Consejo de Política Fiscal y Financiera

Pese a este desmentido, el Ejecutivo comunitario se ha vuelto a mostrar satisfecho con el fin de la interinidad y con que haya un interlocutor gubernamental con plenos poderes presupuestarios en Madrid. “Estamos satisfechos con que el Gobierno español tenga unos poderes presupuestarios completos. Es bueno para Europa y España. Tenemos confianza de que el nuevo Gobierno presentará una propuesta que debatiremos juntos sin evidentemente tener ya firmado un trato ahora pero estamos seguros de que llegaremos a un acuerdo con el nuevo gobierno”, ha celebrado por su parte el comisario de asuntos económicos, Paolo Gentiloni

La ministra de Hacienda, María Jesús Montero, anunció este martes la convocatoria para este viernes de una reunión del Consejo de Política Fiscal y Financiera (CPFF). En esta reunión, Hacienda prevé tratar con los responsables autonómicos de Finanzas los objetivos de déficit y deuda para el conjunto de las administraciones públicas para el periodo del 2020 al 2023. Según lo manifestado este miércoles por las autoridades comunitarias, los objetivos que este viernes Hacienda presentará en el CPFF no están pactados previamente con Bruselas. 

Reformas de las reglas europeas

Las declaraciones sobre España se han producido durante el lanzamiento del debate sobre la reforma de las reglas presupuestarias europeas que giran entorno a dos principios básicos: un déficit máximo del 3% del PIB y un umbral de deuda pública del 60%. Según el análisis inicial de la Comisión Europea, la vigilancia macroeconómica, reforzada a raíz de la crisis desatada hace una década, ha permitido reducir drásticamente los déficits públicos en la Eurozona, pero el balance final deja un sabor agridulce. 

La deuda sigue siendo muy elevada en algunos países –España o Italia-, lo mismo que los desequilibrios mientras la inversión pública no solo no ha repuntado hasta los niveles previos a la crisis sino que ha ido cayendo en los últimos diez años. “Hay que ser francos y reflexionar sobre los elementos negativos”, ha admitido Domvrovskis durante el lanzamiento de la consulta que estará abierta durante esta primera mitad de año. 

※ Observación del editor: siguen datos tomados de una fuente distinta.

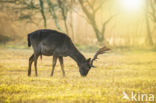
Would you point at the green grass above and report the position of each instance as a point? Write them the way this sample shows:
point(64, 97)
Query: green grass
point(116, 72)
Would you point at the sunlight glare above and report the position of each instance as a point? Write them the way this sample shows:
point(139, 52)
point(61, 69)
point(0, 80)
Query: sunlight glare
point(132, 5)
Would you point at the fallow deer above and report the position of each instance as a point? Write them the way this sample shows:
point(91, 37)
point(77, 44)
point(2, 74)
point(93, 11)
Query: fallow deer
point(53, 43)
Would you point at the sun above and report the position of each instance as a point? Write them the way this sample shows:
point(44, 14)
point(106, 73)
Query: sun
point(132, 5)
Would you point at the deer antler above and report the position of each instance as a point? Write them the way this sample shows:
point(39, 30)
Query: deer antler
point(100, 51)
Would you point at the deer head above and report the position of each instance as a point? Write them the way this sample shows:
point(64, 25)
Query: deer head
point(86, 66)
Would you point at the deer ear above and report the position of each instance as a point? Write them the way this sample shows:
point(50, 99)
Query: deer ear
point(89, 59)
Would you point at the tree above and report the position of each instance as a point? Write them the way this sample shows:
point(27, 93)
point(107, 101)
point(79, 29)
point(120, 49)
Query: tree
point(90, 8)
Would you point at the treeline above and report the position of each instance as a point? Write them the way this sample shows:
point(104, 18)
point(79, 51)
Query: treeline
point(100, 19)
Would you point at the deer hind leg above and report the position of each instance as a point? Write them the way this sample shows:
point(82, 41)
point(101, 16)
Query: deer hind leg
point(54, 64)
point(31, 59)
point(62, 65)
point(35, 63)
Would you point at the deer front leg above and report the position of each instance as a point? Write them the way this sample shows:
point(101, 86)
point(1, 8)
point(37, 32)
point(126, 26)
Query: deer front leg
point(31, 59)
point(35, 63)
point(54, 64)
point(62, 65)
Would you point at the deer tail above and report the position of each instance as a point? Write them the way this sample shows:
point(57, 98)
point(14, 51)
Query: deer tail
point(29, 42)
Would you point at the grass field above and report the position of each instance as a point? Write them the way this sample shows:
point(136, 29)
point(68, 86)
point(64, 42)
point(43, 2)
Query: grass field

“Necesitamos una simplificación de las reglas porque se han complicado mucho en los últimos años. Se basan en indicadores de difícil observación. Hay que ver como ajustar las reglas a las circunstancias económicas que han cambiado y adaptarlas a los nuevos desafíos medioambientales y digitales.No hay que tener miedo al debate”, ha añadido-

Un marco más transparente

El objetivo es responder a varias cuestiones encaminadas a simplificar y hacer más transparente el marco reglamento al tiempo que se garantiza la estabilidad y se apoya el crecimiento. Se trata de un debate que genera fuertes discrepancias y de ahí la propuesta de Bruselas de abrir una discusión amplia implicando al Parlamento Europeo, parlamentos nacionales, gobiernos, BCE y bancos centrales, agentes sociales e institutos de reflexión. 

“Confío en una discusión constructiva”, espera Gentiloni sobre el debate que se prolongará durante el primer semestre del año. “Sabemos que discusiones sobre como mejorar nuestras normas no van a ser fáciles. Espero un elevado grado de consenso porque la apropiación de estas ideas y la confianza es crucial para que el marco sea eficaz”, ha insistido Domvrovskis. A debate no solo la forma de favorecer el crecimiento y apoyar la transición ecológica sino cómo reformar un procedimiento sancionador que ha demostrado ser totalmente ineficaz durante estos años.

Especialmente, admiten fuentes del Ejecutivo comunitario, porque incluye sanciones políticamente difíciles de imponer al prever castigos del 0,2% del PIB así como la congelación de fondos regionales para los países que no adopten medidas para reducir el déficit. “Si hubiera sanciones más bajas y simbólicas podría ser más fácil imponerlas y ser más realista”, admiten desde la Comisión.